Türkiye'de Aleviliğin sorunları

10 Aralık 2020

Almanya’nın Kuzey-Ren Vestfalya Eyaleti’nde Aleviliğin inanç olarak resmen kabul edilmesi sevinçle karşılandı. Buna karşın Türkiye’de endişeler artıyor. Alevi önderleri ileriye değil daha da geriye gidildiği görüşünde.

https://p.dw.com/p/3mY1k
Fotoğraf: Imago/Zuma Press/xDavidxI.xGrossx

Almanya'da Kuzey Ren-Vestfalya Eyalet Hükümeti, Alevilik inancını bir inanç toplumu olarak en üst seviyede tanıdı. Karar, eyalet meclisinde kabul edildi. Almanya’daki Alevi toplumu gelişmeyi büyük bir sevinçle karşılarken, Türkiye’deki Alevi temsilcileri ise farklı bir kaygı içinde.

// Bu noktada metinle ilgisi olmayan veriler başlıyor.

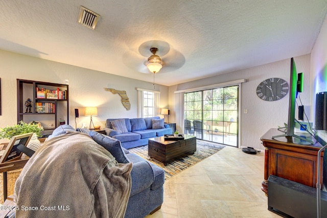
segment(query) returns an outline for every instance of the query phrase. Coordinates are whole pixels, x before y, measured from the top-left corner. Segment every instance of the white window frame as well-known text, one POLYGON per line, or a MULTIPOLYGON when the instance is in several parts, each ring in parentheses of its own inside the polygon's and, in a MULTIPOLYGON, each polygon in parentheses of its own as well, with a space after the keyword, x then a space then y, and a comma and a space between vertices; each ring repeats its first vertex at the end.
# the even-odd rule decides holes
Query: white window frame
POLYGON ((153 93, 154 97, 154 116, 158 116, 160 114, 160 108, 159 108, 160 102, 160 92, 154 90, 149 90, 147 89, 141 89, 137 88, 137 117, 144 117, 143 102, 144 102, 144 92, 149 92, 153 93))

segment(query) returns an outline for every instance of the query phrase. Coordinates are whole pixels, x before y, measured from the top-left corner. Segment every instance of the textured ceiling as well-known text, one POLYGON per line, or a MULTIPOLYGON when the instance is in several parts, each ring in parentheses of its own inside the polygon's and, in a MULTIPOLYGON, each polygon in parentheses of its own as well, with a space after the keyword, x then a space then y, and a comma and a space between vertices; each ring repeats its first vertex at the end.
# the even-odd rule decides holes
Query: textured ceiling
POLYGON ((170 86, 310 53, 325 0, 0 1, 0 49, 170 86), (80 7, 100 14, 95 30, 80 7))

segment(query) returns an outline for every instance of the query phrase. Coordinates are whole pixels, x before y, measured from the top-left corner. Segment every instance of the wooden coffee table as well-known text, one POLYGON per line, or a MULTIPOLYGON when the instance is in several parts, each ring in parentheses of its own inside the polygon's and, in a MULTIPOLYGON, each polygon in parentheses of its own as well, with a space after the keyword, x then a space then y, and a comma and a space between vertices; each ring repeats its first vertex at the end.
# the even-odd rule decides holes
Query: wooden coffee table
POLYGON ((196 138, 184 135, 184 140, 165 141, 165 137, 149 139, 148 154, 150 157, 159 160, 166 166, 180 157, 193 154, 196 151, 196 138))

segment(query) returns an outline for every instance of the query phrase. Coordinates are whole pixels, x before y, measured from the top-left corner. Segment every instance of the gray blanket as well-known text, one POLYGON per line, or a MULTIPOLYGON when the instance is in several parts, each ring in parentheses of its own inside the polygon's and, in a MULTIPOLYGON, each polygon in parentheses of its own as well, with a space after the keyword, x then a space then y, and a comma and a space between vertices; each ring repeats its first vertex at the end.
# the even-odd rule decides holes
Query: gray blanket
POLYGON ((16 217, 124 217, 131 169, 131 163, 118 164, 86 134, 54 137, 16 182, 16 217))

Demokratikleşme konusunda çok önemli adımların atıldığı 2009 yılında Türkiye'de Alevi Çalıştayları yapılmış, dönemin Başbakanı Recep Tayyip Erdoğan’ın ve çok sayıda bakannın katıldığı bu çalıştaylara Alevi toplumunun kanaat önderleri de katılmıştı. Tüm tarafların bir araya geldiği bu çalıştaylar sırasında Aleviler talep ettikleri haklar konusunda beklenti içine girmişti.

Bu hakların en başında cemevlerinin ibadethane olarak resmen tanınması ve zorunlu din derslerinin kaldırılması geliyordu.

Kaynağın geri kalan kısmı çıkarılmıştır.